Class overview
- Name: Type 312 class minesweeper
- Builders: Hudong-Zhonghua Shipyard
- Operators: People's Liberation Army Navy

General characteristics
- Type: Drone minesweeper
- Displacement: 47 t (46 long tons; 52 short tons)
- Length: 20.9 m (68 ft 7 in)
- Beam: 3.9 m (12 ft 10 in)
- Draught: 2.1 m (6 ft 11 in)
- Propulsion: 1 × Type 12V150C diesel engine; 300 hp (224 kW); 1 shafts;
- Speed: 25 knots (46 km/h; 29 mph)
- Range: 144 nmi (267 km; 166 mi) at 12 kn (22 km/h; 14 mph)
- Complement: 3 (when crewed)
- Armament: Machine gun mount available for operation

= Type 312 minesweeper =

Chinese minesweeping drone

The Chinese Type 312 class minesweeper was also known as Futi class. It was the first remote minesweeping drone, and was successfully used in the Vietnam War.

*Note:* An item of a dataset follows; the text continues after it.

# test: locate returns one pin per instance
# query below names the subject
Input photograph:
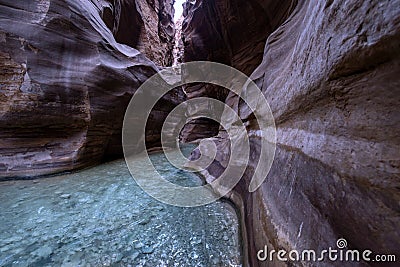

Although originally designed as a minesweeping drone, the Type 312 can also be crewed by a 3-member complement as a regular minesweeper. The chief designer was Mr. Diao Haiguang (刁海光) of the 710th Institute, and from the start of the project to the completion of the first two units (two units are being built simultaneously), it only took less than two years when the first two units entered the service for the People's Liberation Army Navy. Due to its small size, this class is maintained on land and thus is in better conditions than most of other larger boats and ships in the reserve fleet. The drone can be remotely operated from more than 5 km away.